En deux disques, il a bâti l'essentiel de son futur répertoire : Arthur, Le Déserteur, Les loups sont entrés dans Paris, Sarah, Ma solitude, Le Petit Garçon, Ma liberté, en attendant Madame Nostalgie, Le Souffleur, L'Italien, Venise n'est pas en Italie, Le Barbier de Belleville. D'autres auteurs viendront : Claude Lemesle, un fidèle, comme l'est le pianiste Raymond Bernard, Claude Roy, Bernard Dimey... Et puis les poètes Apollinaire, Baudelaire, Verlaine, Prévert...
Pour la scène Reggiani trouve des trucs. Il se rassure en jouant aux cartes avec les musiciens, écrase d'une certaine manière une dernière cigarette avant le gouffre. Et puis il lui faut démarrer par une chanson qui soit lui, où il se retrouve : c'est L'Italien, un repère qu'il ne lâchera plus. Dans la grande tradition du music-hall, Reggiani va connaître toutes les salles : le cabaret, la Mutualité, Bobino (où il fait rituellement ses rentrées), l'Olympia, les galas dans les théâtres de variété partout en France, le Palais des congrès. Il n'ira ni au Zénith, ni à Bercy, car il a besoin de l'intimité du public. Dans ses chansons, sur la scène Reggiani balance ses faiblesses, ses peurs. Il donne de l'ironie, une amertume aux phrases les plus simples. Humain, trop humain, Reggiani a des périodes de dépression, des passages à vide, est rattrapé par l'alcoolisme, le suicide de son fils aîné, Stéphan.

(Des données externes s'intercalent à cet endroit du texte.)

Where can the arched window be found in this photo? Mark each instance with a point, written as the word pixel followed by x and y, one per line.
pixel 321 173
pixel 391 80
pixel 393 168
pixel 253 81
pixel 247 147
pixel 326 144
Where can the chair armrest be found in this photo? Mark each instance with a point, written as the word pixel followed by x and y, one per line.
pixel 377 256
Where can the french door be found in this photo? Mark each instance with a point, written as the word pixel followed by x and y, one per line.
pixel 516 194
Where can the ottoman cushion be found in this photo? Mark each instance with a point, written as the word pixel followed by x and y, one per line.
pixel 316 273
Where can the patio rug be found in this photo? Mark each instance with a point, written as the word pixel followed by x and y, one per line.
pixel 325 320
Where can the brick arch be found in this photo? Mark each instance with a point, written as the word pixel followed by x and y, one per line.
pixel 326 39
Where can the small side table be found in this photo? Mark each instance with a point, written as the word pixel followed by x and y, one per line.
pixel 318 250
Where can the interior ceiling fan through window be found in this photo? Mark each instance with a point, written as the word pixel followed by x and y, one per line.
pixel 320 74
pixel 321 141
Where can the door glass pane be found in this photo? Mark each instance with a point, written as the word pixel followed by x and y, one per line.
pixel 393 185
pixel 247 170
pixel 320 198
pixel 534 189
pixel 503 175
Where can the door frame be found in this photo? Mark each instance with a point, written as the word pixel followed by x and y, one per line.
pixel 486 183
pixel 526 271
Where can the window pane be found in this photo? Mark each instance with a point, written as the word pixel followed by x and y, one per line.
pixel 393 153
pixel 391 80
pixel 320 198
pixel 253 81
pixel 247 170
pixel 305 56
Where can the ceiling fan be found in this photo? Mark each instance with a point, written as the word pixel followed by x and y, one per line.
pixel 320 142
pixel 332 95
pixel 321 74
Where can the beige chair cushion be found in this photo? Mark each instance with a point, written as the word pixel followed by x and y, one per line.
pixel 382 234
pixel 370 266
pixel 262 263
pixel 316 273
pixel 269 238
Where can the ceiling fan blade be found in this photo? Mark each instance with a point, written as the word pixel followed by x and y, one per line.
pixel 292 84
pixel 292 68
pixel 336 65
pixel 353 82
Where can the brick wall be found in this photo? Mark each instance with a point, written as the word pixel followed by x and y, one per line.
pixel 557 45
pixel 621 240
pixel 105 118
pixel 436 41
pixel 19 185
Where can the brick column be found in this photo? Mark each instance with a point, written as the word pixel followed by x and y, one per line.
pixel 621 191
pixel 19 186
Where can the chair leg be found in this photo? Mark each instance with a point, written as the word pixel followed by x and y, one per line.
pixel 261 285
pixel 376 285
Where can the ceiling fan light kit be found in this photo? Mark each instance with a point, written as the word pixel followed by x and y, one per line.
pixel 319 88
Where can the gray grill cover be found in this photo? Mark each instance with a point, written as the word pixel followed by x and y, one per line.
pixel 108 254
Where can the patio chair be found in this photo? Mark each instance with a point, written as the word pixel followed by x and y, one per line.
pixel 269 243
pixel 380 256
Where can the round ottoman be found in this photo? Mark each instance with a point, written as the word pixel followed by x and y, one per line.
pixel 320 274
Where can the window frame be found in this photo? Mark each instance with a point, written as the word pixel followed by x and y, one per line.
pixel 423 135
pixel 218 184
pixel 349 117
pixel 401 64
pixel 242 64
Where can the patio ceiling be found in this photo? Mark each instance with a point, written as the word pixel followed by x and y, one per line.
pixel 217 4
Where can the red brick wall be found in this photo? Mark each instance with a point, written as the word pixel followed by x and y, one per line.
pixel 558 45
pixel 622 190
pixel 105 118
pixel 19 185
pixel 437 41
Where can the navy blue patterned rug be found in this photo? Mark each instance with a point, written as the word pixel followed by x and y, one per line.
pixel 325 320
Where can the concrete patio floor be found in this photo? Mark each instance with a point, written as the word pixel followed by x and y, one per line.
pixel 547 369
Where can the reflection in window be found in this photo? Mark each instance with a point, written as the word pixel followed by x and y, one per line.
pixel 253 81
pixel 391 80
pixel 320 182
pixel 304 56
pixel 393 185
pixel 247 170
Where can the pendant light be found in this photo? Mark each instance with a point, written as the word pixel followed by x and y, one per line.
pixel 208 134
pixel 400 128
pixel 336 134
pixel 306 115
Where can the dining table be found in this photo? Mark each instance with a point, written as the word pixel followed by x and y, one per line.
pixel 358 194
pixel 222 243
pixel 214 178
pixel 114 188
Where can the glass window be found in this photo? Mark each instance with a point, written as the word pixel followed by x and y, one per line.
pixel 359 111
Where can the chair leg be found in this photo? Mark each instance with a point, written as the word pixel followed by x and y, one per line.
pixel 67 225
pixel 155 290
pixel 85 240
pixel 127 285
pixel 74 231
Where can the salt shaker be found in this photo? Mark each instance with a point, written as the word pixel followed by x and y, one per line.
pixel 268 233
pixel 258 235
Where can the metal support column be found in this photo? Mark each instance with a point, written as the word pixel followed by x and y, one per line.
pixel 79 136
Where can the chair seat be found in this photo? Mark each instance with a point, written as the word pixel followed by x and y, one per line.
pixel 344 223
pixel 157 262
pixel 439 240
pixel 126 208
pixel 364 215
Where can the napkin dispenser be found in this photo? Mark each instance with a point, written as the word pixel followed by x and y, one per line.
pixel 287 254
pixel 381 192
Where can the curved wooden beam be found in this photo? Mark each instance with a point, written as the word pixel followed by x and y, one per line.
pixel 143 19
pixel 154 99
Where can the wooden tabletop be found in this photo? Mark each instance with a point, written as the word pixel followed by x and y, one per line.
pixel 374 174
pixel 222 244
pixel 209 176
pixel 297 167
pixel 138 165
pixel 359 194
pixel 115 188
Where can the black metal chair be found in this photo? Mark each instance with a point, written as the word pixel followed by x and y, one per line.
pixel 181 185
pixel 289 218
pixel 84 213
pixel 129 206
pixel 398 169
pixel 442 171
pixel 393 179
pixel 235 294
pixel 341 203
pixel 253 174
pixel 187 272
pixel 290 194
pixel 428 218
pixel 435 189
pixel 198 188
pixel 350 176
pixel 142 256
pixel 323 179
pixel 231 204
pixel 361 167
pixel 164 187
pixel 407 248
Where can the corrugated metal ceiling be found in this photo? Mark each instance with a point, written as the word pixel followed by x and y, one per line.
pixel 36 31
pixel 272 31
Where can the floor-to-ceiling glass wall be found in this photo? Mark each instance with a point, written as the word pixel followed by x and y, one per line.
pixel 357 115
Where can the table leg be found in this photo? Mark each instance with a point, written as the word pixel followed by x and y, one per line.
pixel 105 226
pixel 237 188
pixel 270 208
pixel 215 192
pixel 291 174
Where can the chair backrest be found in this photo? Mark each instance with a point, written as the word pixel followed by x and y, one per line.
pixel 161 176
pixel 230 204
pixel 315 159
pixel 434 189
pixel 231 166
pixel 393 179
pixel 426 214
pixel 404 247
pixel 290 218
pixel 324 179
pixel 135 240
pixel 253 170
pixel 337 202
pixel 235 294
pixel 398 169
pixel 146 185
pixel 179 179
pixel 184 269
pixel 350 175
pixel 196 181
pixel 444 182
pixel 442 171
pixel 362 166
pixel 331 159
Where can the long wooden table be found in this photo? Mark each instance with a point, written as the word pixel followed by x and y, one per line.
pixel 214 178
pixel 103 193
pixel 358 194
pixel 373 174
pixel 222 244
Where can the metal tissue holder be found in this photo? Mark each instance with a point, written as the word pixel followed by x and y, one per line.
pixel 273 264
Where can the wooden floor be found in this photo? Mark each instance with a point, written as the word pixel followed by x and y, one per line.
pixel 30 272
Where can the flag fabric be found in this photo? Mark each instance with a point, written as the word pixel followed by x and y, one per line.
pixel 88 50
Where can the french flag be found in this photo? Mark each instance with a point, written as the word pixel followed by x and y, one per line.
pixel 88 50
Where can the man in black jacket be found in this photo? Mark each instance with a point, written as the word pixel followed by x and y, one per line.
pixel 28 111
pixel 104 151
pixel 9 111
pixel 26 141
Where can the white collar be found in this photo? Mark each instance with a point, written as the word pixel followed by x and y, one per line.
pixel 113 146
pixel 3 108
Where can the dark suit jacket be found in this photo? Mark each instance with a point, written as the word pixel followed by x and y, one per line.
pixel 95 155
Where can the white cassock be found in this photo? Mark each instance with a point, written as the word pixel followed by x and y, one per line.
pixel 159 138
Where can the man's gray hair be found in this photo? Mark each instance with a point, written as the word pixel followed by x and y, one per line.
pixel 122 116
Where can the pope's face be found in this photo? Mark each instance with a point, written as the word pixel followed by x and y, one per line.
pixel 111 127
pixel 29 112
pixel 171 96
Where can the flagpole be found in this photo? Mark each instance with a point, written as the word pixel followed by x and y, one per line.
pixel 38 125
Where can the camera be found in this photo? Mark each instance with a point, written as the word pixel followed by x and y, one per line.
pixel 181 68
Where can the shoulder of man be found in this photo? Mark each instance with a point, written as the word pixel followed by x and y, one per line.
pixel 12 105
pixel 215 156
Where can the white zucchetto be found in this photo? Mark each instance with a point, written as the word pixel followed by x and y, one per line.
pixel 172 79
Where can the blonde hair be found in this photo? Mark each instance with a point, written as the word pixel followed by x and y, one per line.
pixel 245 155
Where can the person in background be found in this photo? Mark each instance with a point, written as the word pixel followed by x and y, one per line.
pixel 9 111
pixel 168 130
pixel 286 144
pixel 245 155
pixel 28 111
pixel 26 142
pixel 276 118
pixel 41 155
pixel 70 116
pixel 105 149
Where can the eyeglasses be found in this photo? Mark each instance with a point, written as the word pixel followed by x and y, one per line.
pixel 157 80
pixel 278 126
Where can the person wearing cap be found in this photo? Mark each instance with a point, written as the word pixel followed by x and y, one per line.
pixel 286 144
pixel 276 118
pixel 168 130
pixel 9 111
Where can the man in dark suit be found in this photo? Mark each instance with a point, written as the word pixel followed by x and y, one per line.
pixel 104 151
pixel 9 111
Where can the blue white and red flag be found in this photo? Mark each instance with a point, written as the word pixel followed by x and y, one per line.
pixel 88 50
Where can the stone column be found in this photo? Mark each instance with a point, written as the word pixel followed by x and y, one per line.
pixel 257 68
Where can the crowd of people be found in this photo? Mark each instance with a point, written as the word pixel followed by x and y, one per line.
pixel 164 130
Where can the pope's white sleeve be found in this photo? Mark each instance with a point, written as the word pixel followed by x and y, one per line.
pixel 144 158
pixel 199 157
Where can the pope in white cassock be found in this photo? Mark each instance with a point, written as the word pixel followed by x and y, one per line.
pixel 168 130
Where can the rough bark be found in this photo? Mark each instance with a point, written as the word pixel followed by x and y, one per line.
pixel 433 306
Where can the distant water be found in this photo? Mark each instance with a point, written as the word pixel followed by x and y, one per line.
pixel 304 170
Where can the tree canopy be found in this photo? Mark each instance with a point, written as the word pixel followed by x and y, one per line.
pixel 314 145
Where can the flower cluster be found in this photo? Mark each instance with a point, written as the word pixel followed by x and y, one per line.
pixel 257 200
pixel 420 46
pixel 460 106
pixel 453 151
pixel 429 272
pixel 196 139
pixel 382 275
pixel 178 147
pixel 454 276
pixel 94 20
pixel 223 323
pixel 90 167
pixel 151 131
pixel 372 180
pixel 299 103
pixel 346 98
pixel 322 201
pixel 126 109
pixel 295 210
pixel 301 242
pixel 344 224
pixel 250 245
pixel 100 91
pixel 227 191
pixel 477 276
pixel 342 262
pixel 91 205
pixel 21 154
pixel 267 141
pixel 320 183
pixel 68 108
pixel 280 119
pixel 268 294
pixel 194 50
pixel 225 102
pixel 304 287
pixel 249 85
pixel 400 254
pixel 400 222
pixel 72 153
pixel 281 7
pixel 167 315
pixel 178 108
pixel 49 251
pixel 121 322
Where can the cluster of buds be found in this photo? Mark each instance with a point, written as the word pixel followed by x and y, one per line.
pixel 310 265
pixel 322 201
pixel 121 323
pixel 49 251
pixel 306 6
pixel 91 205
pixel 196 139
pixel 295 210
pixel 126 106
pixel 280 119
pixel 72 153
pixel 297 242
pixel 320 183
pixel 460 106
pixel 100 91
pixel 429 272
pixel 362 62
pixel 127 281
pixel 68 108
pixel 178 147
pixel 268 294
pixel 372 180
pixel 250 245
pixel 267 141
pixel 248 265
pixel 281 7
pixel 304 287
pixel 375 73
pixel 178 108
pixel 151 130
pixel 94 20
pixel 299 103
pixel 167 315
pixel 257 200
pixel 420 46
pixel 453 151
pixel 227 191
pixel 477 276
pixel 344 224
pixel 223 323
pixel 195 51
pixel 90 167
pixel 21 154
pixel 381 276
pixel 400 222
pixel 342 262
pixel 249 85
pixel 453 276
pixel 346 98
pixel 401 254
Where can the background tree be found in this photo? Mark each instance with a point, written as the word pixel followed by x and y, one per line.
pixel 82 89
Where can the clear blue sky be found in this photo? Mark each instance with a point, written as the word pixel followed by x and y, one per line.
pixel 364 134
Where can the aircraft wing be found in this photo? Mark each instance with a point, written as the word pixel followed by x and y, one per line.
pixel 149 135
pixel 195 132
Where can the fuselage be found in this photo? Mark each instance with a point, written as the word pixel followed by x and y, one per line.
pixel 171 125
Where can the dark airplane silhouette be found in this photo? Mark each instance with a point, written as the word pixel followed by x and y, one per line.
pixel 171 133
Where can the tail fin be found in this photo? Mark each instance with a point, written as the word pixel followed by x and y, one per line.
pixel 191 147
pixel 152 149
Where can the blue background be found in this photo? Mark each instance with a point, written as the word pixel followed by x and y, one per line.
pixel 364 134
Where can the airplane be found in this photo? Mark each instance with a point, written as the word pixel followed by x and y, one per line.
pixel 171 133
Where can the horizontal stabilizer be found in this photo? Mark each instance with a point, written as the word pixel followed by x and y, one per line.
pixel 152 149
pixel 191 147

Au milieu des années 1980, alors qu'il est revenu au cinéma avec La Mort de l'apiculteur, de Theo Angelopoulos, Reggiani apprend la lenteur devant la toile. Il ne se prétend pas autre chose qu'un bon peintre amateur, expose régulièrement depuis 1989. En 1995, il se livre d'une manière détournée dans Dernier courrier avant la nuit, un recueil de lettres imaginaires qui sont autant de portraits d'amis (les frères Prévert, Lino Ventura, Simone Signoret) des hommages (Picasso, Piaf, Camus), des souvenirs. Noëlle Adam-Chaplin, sa troisième femme épousée en 1975, y est fêtée, ainsi que Stephan, qui s'était perdu dans les traces du père sur scène.
Ces dernières années, il fallait le voir, non pas dans la protection événementielle d'un de ces retours sur une scène parisienne - en février, il avait fait son dernier Olympia -, mais au hasard d'un soir, dans une de ces salles pas toujours faites pour la musique, dans la lueur un peu bleutée d'un prompteur où défilaient les paroles en cas d'oubli, de défaillances. Pour peu que la salle lui réponde, il s'épanouissait au fil des chansons. Au corps vacillant, vague, Reggiani substituait le corps habité, la déclamation du texte, la vie toujours bouillonnante, la classe, le charme et la révolte.